Rhio O’Connor: A story of Inspiration
Rhio O’Connor was a remarkable person. Rhio was diagnosed with a rare and extremely deadly form of cancer, known as a malignant mesothelioma, which occurs in the mesothelium, the protective outer layer found in many of the body’s internal organs. Still, despite the fact that he was presented with a grim prognosis and given only a year to live, he refused to give into defeat so easily and fought his way through the cancer with one of mankind’s most precious tools: knowledge.
Rhio wasn’t a superhero; he didn’t have tumor-shrinking powers or a magic wand that made disease go away. He had something else, though, determination.

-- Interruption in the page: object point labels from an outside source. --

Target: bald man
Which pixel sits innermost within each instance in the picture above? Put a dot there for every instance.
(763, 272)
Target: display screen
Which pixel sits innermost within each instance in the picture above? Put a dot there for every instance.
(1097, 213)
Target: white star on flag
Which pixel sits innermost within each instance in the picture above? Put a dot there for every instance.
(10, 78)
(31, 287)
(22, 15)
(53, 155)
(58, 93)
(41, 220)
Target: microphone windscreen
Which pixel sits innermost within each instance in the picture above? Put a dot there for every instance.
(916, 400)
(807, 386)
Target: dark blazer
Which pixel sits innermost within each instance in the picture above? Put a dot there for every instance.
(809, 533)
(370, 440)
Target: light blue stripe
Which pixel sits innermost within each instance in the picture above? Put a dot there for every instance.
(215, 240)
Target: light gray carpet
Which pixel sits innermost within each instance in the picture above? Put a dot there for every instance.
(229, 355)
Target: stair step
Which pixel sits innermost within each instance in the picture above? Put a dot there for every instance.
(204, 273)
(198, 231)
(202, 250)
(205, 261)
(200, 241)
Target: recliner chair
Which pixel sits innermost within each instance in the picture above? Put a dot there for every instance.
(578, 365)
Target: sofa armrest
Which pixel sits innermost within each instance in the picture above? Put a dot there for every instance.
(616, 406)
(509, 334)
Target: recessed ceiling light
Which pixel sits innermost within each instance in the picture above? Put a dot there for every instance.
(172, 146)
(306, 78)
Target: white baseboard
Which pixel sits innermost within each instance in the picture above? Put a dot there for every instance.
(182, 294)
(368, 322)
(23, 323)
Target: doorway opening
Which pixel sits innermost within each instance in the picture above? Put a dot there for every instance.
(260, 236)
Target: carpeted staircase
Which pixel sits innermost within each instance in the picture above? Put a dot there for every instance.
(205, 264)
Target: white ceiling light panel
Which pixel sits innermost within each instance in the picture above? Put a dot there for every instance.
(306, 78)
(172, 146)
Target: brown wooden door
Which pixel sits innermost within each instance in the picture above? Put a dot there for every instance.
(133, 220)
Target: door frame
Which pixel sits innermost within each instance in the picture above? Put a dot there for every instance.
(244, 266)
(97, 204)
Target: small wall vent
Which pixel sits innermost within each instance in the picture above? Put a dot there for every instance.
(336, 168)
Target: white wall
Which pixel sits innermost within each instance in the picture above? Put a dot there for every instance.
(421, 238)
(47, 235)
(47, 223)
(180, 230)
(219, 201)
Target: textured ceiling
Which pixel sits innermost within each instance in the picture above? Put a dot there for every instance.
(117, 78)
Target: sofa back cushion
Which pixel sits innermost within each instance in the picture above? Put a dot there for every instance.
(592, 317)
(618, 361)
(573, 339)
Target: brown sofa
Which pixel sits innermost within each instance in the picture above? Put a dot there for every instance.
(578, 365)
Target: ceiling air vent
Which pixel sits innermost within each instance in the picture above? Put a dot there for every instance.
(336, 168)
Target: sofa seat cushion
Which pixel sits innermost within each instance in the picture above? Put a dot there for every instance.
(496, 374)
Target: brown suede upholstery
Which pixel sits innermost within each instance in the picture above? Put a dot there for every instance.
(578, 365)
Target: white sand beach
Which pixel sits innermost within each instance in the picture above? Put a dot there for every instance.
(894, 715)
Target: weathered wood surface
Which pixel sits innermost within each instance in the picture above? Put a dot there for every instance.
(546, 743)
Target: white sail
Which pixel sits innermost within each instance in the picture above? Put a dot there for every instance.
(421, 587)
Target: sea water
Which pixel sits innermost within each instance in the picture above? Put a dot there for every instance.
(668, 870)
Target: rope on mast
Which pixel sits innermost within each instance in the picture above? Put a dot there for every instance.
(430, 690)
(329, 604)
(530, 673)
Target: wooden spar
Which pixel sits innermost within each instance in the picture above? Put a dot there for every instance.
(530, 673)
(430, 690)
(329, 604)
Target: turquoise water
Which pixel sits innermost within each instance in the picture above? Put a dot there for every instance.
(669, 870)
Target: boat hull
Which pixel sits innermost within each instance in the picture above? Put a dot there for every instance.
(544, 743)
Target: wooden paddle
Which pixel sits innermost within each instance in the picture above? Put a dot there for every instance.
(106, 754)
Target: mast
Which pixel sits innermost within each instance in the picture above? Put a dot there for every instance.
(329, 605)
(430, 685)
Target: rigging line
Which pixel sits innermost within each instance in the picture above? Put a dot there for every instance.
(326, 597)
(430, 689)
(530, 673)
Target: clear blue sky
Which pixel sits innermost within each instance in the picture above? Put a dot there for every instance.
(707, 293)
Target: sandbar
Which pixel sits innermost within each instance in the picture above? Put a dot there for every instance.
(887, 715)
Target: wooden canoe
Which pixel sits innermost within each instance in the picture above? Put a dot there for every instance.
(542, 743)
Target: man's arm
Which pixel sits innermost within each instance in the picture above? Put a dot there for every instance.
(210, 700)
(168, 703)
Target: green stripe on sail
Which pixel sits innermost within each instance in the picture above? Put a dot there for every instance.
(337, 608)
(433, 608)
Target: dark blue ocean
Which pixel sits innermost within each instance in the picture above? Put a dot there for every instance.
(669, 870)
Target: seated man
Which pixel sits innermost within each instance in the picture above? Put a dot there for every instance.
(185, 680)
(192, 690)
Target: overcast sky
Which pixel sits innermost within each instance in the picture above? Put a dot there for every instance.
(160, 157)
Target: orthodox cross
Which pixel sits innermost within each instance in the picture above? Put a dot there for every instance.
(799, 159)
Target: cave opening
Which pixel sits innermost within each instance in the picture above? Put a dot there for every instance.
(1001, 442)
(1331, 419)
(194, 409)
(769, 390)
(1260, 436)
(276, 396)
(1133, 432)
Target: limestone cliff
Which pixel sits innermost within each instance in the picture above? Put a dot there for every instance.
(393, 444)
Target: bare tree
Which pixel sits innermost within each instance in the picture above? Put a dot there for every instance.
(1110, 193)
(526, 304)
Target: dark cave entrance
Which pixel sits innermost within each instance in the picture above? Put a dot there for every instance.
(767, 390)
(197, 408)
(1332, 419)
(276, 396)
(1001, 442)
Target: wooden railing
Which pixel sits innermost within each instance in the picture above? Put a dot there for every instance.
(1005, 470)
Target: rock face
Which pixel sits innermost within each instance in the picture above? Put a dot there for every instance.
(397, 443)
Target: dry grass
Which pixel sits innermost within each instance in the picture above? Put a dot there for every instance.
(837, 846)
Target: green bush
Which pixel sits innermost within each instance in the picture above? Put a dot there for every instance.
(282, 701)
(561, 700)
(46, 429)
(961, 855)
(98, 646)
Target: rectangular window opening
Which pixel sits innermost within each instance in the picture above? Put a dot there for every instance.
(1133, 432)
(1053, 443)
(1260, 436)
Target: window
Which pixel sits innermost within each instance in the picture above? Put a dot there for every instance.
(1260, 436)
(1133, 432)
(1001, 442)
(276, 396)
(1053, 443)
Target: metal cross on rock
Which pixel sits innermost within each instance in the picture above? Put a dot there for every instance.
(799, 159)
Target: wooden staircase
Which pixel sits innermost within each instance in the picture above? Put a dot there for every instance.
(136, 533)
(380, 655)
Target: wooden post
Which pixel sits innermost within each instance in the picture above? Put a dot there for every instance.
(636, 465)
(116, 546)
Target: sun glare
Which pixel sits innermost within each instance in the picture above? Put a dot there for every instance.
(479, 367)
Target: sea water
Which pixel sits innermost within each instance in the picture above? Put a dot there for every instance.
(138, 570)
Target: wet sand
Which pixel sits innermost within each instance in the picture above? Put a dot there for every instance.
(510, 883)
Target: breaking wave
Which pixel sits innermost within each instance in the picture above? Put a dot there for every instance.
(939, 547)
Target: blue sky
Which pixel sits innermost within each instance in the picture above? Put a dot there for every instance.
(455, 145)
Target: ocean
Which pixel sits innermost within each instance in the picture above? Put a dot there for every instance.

Spending countless hours researching potential treatments and therapies, Rhio was able to survive far more than what everyone else expected him to. He turned a year of suffering into six years of successes and medical “miracles”.
When I initially read about Rhio’s journey, I was immediately flooded with a feeling of warmth. His passing is without a doubt a lamentable event, but he didn’t die in vain, he left behind a remarkable story of perseverance and determination, something some of us could use a bit more of.
In all honesty, I don’t know what I would have done in a similar situation, especially at my young age. I think I am bit of a hypochondriac, because sometimes I worry too much about what horrible diseases I might have without knowing, but in the event that I was actually diagnosed with a deadly disease as Rhio was, I would be truly devastated. I very well understand the fact that our time on Earth is borrowed, and that the only certainty we have when we enter this world, is that we will one day leave it.
I don’t know the exact circumstances of Rhio’s diagnosis, or his initial reaction, but as for myself, regardless of the circumstances, my initial reaction would be the same. I would probably not cry, I would probably not even get angry; I see myself sitting in a dark room, unable to feel emotion, and wishing it was all a bad dream. What I would certainly do is research my type of cancer. I’m guessing that going to Wikipedia first is not the best thing to do, but I will be honest, it would be my first stop. I’ve always been a logical person, trying to analyze situations and trying to come up with solutions, and though Wikipedia might not offer a lot insight on my situation, it would certainly help answer my basic questions.
Next, I would probably try to look for the worst possible outcome for the disease, meaning, what’s the absolute worst that could happen to me. Once I figure out what that is, I could motivate myself into getting as far from that as possible. As I’m writing this I realize you will think I’m crazy, after all, wouldn’t it be better to be inspired by stories of success? And while stories of success are surely inspirational, I think I would be more motivated to fight for my life if I saw what would happen to me if I didn’t.
Besides researching the cancer on my own, I would also like to speak to people that know more about it and can give me more insight as to what to actually expect; doctors, patients, organizations, etc. And after having a good understanding of the disease I would like to speak to a few doctors to understand what different treatments do and how I could combine them to get the best possible chances of survival. Since not every patient is the same and not any two situations are equal, I don’t think that it is smart to give the same treatment to everyone with a certain disease. Obviously the overall procedures and drugs will be the same, but quantity, timing, and order should be something that is set on a patient-to-patient basis. Also, perhaps some treatments are riskier than others, but in all honesty, if you decide to fight, I don’t see why you shouldn’t go all out and fight with everything you have.
In my personal experience, I’ve had one relative die of cancer. My maternal grandmother, who was not even 60 years old at the time, was found to have a brain tumor a couple of years ago. The surgery to remove the tumor went extremely well, and it seemed that they had gotten it all out. Likewise, after chemotherapy and radiation, it seemed that the cancer (which had started to spread to the rest of the body), was finally starting to die off. Still, after a couple of months of increased optimism, the cancer started to grow back and spread beyond control. My grandmother died not even one full year after the cancer was first detected, despite the quick actions of the doctors and their hopeful predictions.
So overall, I think that the best thing to do when presented with a grim diagnosis is to research what is it that you have, ask people that know more about it, read about it, etc. And then, after you have a pretty good idea of how is it that it works (for instance, does it attack the liver? Can you get a transplant? Can you remove some of the liver, etc.), you can start working on an appropriate course of treatment that suits your specific case.
As we learned from Rhio’s inspirational battle, the difference between a year of suffering and six years of success is not just about going through a standard treatment and hope your body will respond, rather, it is about knowing what your options are, how you should combine them in order for them to be most effective, and having faith that if you work hard and give it all your energy, your chances of success will be vastly improved.